Many practitioners and organizations currently practice various forms of stem cell therapies using SVF derived from adipose tissue. As noted above, one of the most common uses of this procedures is in orthopedic and rehabilitation medicine for surgical or arthritic joints. To date, there appear to be few if any peer-reviewed, evidence-based studies reporting the success of this procedure to statistical significance. As a practical matter, payers are continuing to decline coverage on the ground that the procedure is experimental. However, anecdotal reports of success using this procedure are commonplace.
On balance, while this recent Warning Letter raises the possibility that FDA may be taking a more aggressive enforcement approach with regard to stem cell therapy, questions still remain regarding how far FDA will undertake enforcement activity in this area in particular circumstances, not least of which is in the popular orthopedic/rehabilitation field.
An interesting trend, which has continued in this Warning Letter, is the use of CGMP violations and other process violations as grounds for action. In many cases, these determinations have been made in the context of the issuance of letters to manufacturers of products about which FDA is known to be skeptical.

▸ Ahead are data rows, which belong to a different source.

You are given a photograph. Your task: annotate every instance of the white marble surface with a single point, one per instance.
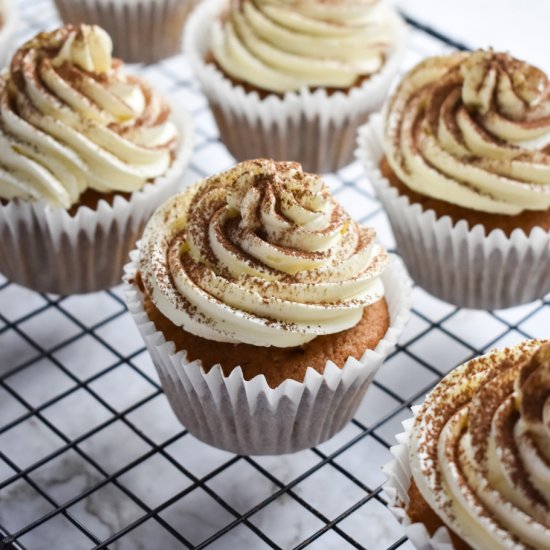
(116, 410)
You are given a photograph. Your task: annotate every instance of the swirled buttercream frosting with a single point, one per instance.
(473, 129)
(72, 120)
(480, 449)
(286, 45)
(262, 255)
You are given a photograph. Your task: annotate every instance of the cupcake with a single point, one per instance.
(461, 162)
(266, 309)
(143, 31)
(293, 80)
(88, 153)
(473, 469)
(8, 24)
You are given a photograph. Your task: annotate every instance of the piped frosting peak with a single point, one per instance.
(261, 254)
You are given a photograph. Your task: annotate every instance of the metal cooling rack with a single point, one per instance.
(92, 457)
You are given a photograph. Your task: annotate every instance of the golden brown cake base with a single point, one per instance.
(419, 511)
(526, 221)
(277, 364)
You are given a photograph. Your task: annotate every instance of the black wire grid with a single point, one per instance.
(92, 457)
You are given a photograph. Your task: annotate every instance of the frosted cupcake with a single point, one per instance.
(461, 162)
(8, 24)
(266, 309)
(473, 470)
(88, 153)
(294, 80)
(143, 31)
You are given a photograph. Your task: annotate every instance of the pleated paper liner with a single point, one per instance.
(48, 250)
(316, 128)
(249, 417)
(459, 264)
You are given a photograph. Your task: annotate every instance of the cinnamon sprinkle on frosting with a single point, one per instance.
(261, 254)
(480, 448)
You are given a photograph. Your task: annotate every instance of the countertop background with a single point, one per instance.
(91, 455)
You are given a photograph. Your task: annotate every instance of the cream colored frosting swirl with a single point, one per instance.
(286, 45)
(70, 119)
(261, 254)
(480, 449)
(473, 129)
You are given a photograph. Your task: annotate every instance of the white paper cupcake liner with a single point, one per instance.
(249, 417)
(8, 26)
(142, 30)
(48, 250)
(396, 488)
(317, 128)
(461, 265)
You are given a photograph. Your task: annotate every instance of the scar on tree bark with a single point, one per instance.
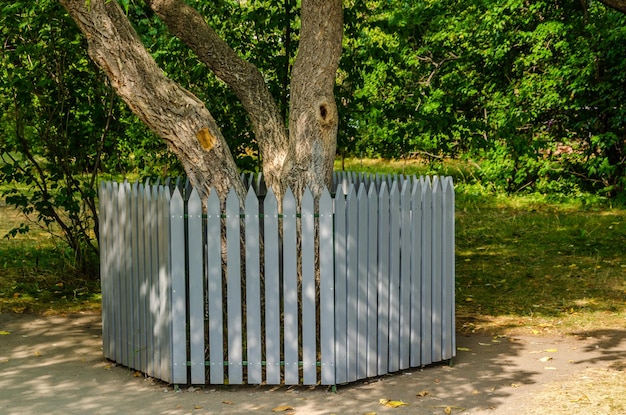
(206, 139)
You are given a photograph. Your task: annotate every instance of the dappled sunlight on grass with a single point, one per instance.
(36, 273)
(523, 259)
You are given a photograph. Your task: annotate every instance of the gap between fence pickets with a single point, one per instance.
(120, 207)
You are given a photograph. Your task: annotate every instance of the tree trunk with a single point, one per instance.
(241, 76)
(303, 157)
(172, 112)
(313, 118)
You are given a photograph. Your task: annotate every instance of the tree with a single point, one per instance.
(297, 152)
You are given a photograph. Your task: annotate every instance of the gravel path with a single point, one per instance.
(54, 365)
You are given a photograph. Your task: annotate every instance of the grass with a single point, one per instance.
(523, 262)
(531, 263)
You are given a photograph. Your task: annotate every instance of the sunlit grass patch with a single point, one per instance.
(36, 273)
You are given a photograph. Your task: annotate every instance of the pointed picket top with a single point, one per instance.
(270, 204)
(289, 203)
(194, 204)
(177, 203)
(232, 199)
(351, 193)
(394, 189)
(251, 199)
(384, 190)
(325, 203)
(404, 191)
(436, 184)
(362, 193)
(308, 202)
(448, 184)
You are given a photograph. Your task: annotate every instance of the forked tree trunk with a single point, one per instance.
(171, 111)
(299, 156)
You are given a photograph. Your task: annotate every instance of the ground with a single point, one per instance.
(54, 365)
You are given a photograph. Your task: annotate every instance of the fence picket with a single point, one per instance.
(290, 289)
(341, 290)
(154, 350)
(362, 281)
(233, 290)
(372, 280)
(352, 282)
(179, 291)
(164, 312)
(448, 270)
(394, 278)
(427, 278)
(309, 342)
(196, 287)
(437, 268)
(253, 287)
(272, 289)
(214, 284)
(327, 308)
(383, 279)
(416, 273)
(105, 203)
(405, 274)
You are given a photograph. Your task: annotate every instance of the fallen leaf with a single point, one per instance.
(391, 404)
(282, 408)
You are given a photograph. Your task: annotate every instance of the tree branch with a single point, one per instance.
(242, 77)
(171, 111)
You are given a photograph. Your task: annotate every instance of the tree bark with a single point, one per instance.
(242, 77)
(171, 111)
(313, 118)
(301, 157)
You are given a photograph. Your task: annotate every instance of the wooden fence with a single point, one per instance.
(222, 296)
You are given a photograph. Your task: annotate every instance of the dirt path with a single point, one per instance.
(54, 365)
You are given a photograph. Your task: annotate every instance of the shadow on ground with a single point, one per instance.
(54, 365)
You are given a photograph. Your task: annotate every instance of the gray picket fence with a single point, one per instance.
(220, 296)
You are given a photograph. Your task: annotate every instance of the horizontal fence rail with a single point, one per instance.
(357, 284)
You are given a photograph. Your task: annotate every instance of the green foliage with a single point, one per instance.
(532, 91)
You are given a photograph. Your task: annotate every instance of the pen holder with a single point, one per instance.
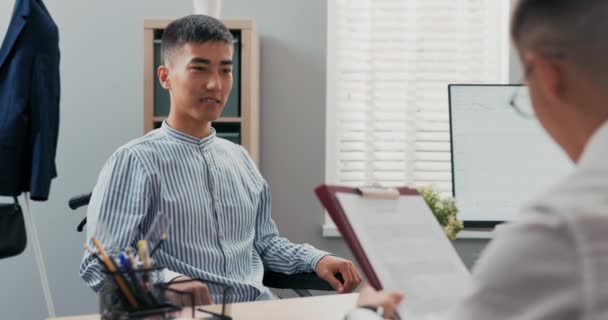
(133, 294)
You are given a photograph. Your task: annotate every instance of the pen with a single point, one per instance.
(112, 269)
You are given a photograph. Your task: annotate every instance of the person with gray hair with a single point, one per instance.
(552, 261)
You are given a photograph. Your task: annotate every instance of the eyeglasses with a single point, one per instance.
(520, 102)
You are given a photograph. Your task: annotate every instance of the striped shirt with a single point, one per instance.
(222, 230)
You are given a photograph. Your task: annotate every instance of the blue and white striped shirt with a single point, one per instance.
(222, 229)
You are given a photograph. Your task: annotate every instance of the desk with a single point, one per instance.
(332, 307)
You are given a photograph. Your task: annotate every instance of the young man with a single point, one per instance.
(219, 203)
(552, 262)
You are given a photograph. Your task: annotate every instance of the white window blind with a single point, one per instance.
(389, 65)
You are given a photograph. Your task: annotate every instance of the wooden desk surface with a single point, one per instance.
(332, 307)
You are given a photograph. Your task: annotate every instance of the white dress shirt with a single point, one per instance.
(552, 262)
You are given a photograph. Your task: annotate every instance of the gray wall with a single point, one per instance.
(101, 109)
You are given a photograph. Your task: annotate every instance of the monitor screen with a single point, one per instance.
(501, 156)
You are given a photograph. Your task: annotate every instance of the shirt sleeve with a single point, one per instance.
(278, 253)
(120, 201)
(531, 270)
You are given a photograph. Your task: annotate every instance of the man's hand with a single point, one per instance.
(329, 266)
(387, 300)
(199, 291)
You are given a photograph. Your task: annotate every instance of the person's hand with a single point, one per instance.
(199, 291)
(385, 299)
(329, 266)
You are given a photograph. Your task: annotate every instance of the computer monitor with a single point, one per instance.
(500, 158)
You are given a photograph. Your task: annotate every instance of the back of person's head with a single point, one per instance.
(569, 29)
(192, 29)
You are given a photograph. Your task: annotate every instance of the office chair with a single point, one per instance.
(300, 283)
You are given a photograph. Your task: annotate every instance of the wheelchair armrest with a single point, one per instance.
(306, 281)
(79, 201)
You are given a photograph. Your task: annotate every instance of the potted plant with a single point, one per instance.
(445, 211)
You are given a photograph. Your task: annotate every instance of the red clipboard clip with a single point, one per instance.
(327, 196)
(377, 192)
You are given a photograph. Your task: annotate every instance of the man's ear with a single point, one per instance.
(163, 77)
(549, 74)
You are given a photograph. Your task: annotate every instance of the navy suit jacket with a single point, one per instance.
(29, 101)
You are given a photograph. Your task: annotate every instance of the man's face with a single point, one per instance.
(199, 79)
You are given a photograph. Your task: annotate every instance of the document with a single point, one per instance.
(409, 252)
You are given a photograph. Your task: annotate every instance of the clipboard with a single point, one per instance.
(329, 200)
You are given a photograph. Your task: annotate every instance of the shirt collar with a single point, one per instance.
(186, 138)
(596, 149)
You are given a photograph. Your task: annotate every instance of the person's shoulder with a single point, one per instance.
(138, 149)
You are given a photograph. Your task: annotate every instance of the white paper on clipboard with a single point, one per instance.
(409, 252)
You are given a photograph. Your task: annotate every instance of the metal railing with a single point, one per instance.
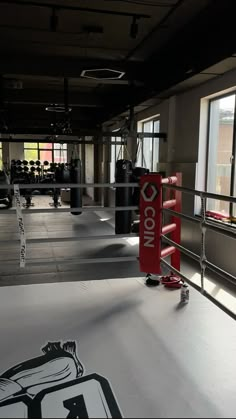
(202, 221)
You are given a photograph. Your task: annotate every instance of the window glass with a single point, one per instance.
(60, 156)
(31, 155)
(1, 165)
(221, 127)
(45, 146)
(45, 155)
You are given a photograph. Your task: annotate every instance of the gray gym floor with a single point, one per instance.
(60, 226)
(160, 358)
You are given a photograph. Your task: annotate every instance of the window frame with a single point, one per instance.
(39, 149)
(233, 153)
(1, 160)
(152, 120)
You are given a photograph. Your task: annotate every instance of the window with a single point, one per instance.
(148, 152)
(1, 163)
(53, 153)
(221, 149)
(117, 152)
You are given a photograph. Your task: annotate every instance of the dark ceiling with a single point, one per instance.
(45, 45)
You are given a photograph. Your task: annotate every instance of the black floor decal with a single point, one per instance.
(54, 385)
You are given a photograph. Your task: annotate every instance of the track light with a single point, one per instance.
(134, 28)
(53, 20)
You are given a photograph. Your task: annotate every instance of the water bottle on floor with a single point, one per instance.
(184, 293)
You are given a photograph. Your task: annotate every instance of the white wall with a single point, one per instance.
(185, 152)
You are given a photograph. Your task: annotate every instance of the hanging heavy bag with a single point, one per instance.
(123, 219)
(76, 193)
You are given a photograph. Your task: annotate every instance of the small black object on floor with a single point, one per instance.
(151, 282)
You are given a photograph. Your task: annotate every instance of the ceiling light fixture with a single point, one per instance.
(134, 28)
(102, 74)
(53, 20)
(56, 108)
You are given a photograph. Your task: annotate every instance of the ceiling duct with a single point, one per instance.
(13, 84)
(102, 74)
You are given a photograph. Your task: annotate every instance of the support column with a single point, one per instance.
(106, 171)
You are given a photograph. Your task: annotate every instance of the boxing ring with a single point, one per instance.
(115, 347)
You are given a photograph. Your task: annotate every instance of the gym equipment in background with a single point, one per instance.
(75, 177)
(5, 195)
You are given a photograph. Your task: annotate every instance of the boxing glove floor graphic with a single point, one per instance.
(54, 385)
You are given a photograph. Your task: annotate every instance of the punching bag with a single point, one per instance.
(123, 219)
(75, 193)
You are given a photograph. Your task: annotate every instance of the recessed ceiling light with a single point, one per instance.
(102, 74)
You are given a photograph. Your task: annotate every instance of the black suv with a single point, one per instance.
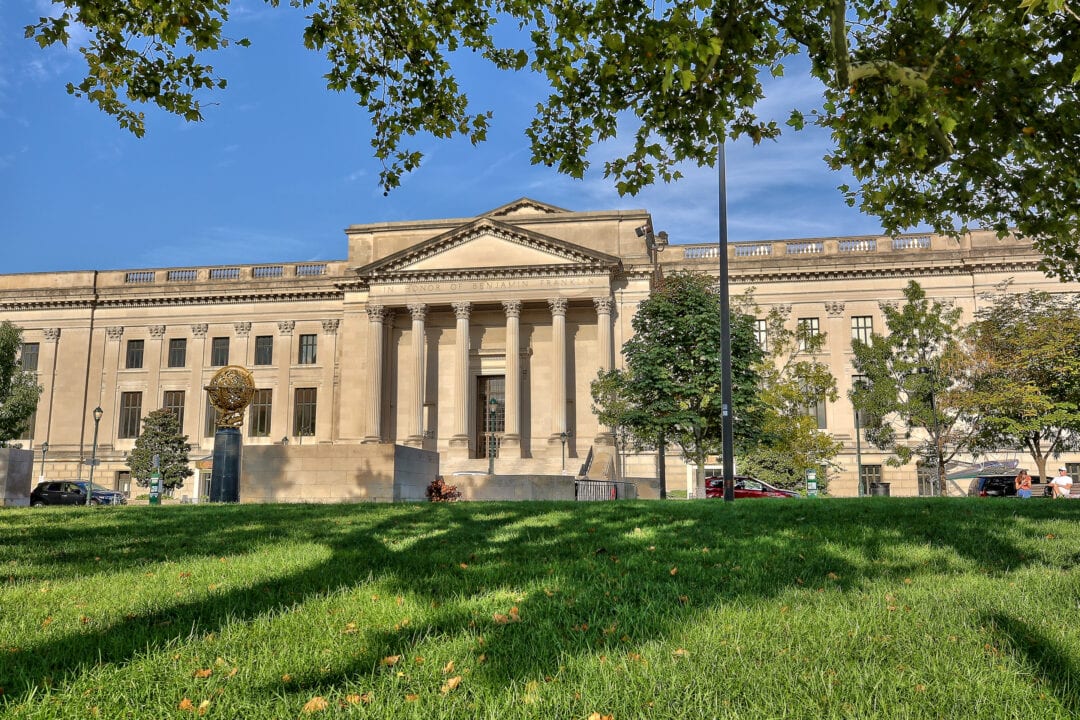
(73, 492)
(1000, 486)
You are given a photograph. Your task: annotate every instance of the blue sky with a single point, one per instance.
(281, 165)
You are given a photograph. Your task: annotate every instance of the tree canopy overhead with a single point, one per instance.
(949, 112)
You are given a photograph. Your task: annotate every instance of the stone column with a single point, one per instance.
(557, 369)
(605, 340)
(459, 442)
(512, 431)
(375, 333)
(419, 311)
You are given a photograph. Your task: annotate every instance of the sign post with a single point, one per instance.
(156, 481)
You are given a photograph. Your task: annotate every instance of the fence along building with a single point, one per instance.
(445, 336)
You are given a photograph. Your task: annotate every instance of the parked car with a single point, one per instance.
(1001, 486)
(746, 487)
(73, 492)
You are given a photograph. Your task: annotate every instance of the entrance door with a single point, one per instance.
(490, 412)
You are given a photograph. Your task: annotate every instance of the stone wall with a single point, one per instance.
(336, 473)
(16, 466)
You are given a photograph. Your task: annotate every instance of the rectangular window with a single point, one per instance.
(264, 350)
(761, 334)
(131, 413)
(28, 360)
(869, 474)
(808, 328)
(177, 352)
(304, 411)
(210, 423)
(134, 354)
(173, 401)
(308, 344)
(219, 352)
(259, 413)
(862, 328)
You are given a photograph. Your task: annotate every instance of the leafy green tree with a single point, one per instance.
(670, 389)
(18, 389)
(793, 381)
(161, 436)
(1025, 380)
(944, 111)
(915, 378)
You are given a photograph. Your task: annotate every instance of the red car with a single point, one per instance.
(745, 487)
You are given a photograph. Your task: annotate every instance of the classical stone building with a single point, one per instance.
(442, 336)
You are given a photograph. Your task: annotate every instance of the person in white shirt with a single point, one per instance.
(1062, 485)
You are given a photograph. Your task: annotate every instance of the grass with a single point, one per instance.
(873, 608)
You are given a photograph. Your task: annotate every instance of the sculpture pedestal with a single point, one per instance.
(225, 477)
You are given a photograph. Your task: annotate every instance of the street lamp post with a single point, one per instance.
(491, 417)
(939, 480)
(93, 456)
(44, 449)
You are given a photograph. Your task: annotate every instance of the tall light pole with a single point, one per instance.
(93, 456)
(493, 411)
(727, 422)
(44, 449)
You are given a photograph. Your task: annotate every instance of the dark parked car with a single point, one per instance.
(746, 487)
(1000, 486)
(73, 492)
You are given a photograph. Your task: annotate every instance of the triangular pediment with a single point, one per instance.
(524, 207)
(486, 245)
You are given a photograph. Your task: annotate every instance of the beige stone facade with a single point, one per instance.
(441, 336)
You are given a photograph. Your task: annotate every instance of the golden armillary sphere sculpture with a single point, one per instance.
(231, 390)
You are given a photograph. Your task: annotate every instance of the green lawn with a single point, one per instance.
(873, 608)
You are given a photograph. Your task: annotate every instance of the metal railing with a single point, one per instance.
(590, 490)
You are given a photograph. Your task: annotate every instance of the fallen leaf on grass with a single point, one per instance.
(316, 704)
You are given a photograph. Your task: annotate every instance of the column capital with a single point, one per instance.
(376, 313)
(513, 308)
(557, 306)
(462, 309)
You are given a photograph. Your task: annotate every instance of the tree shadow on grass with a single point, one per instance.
(1053, 665)
(644, 568)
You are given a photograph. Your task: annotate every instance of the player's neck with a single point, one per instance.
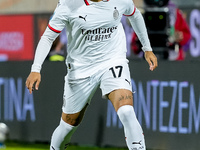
(96, 0)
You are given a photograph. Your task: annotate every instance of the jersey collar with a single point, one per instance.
(88, 2)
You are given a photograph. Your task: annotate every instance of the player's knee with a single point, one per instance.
(124, 112)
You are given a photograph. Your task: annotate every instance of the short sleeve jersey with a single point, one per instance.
(95, 34)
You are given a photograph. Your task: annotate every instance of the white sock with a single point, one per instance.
(132, 129)
(62, 136)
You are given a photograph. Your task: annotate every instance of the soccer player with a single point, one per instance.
(96, 58)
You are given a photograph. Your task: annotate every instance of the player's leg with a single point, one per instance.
(122, 101)
(68, 125)
(77, 96)
(116, 85)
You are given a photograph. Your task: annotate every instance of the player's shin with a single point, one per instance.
(133, 131)
(62, 136)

In a broader context, this development is of a piece with a number of recent policy reversals by FDA toward more restrictive regulation in a variety of innovative therapeutic initiatives. There is speculation that the agency is attempting to conclude rulemaking in a number of topics in anticipation both of a potential change in party and enactment by Congress of the 21st Century Cures Act. The former could affect regulatory priorities and approaches. The latter, if it proceeds on its present path, would profoundly affect both the type of data FDA will have to consider when evaluating such therapies, and in many cases change the outcome of FDA’s evaluation of therapies.
In the near term, it seems clear that if FDA does proceed to increase enforcement in this area, which is of great interest to both practitioners and patients, it is almost certain that there will be a vigorous response from the various stakeholders.